“Hey, Doritos! Why you not eating meat today?!”

These words, lobbed in my direction daily by one of the home people residing at Sólheimar year round, rank as one of the indubitable highlights of my every lunch hour. Earning the nickname ‘Doritos’ because I once got caught trotting down the road with shame in my eyes, crumpled bag in fist, offers a grin far too wide to wipe away.

The inquisition into my dietary choices comes welcomed too because it serves as affirmation of my efforts to eat more sustainably now that I’ve ditched the Doritos and given up meat (I was by far bacon’s #1 fan before joining the CELL program).

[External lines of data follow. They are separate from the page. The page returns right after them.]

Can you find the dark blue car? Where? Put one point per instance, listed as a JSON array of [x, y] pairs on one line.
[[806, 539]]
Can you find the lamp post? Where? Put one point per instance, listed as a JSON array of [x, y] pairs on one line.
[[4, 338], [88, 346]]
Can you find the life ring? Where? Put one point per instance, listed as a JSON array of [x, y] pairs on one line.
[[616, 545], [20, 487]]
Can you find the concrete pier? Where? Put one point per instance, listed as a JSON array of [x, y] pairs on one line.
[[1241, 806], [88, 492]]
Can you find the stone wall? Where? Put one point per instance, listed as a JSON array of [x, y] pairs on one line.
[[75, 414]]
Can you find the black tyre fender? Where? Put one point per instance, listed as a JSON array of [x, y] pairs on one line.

This whole exchange tickles my amusement mostly, though, because I’m a huge fan of anyone willing to be a wisenheimer, a fancy I also heartily extend to anyone willing to let their weird out – lucky for me there’s no shortage of willingness among our group:

http://www.cellonline.org/wp-content/uploads/2014/03/C-Lion-Brfday.jpg

The notion of the importance of community building in finding momentum for making change in the world is a ubiquitous part of this program’s curriculum and one of my favorite aspects of the experience as a whole. The camaraderie I’m finding with the home people here along with the workshops we partake in with them allow me an ability to build a strengthened sense of kinship with the people who live and work here as permanent fixtures.

The dinner conversations we have nightly with each other in our CELL group, however, may be of the highest caliber of community building I’ve ever experienced; certainly the most cherished.

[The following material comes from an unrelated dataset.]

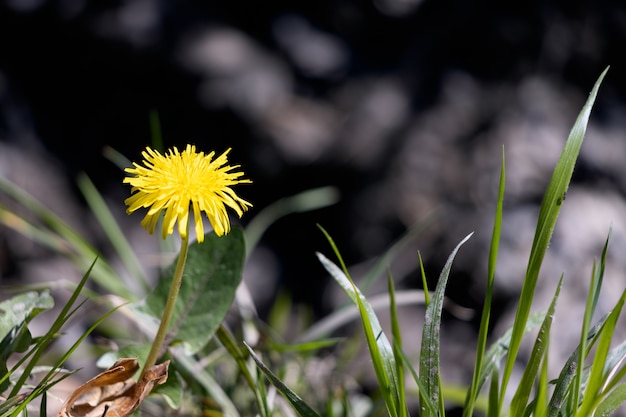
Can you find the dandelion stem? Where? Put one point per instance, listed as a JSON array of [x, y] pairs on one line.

Each night a different pair in our group prepares dinner for the rest and from the very first night we arrived a tradition was born where the pair who cook dinner choose an ice-breaking question (increasingly more meaningful as time marches on), and we each take turns answering it while we eat. This practice pushes our group to share philosophies of spirit, the biggest of belly laughs, and at times, the vulnerability of a tear stained cheek. I walk away every single night with an enlightened sense of who this temporary family is and where it is I fit right in.

That we practice a shared trust so solid we can cry with one another at the dinner table leaves me not only humbled by what we’ve been able to accomplish in building a tightknit community unit within a tiny timeslot, it also gives me the sense that as I move forward in life and with any endeavors where I’m trying to make an impact for the betterment of the world around me, this group will be a community I can rely on for support. Because of the practices that grew this confidence I now understand why building community is the top priority of any campaign. It gives you more than an extra set of hands; it gives a set you can trust.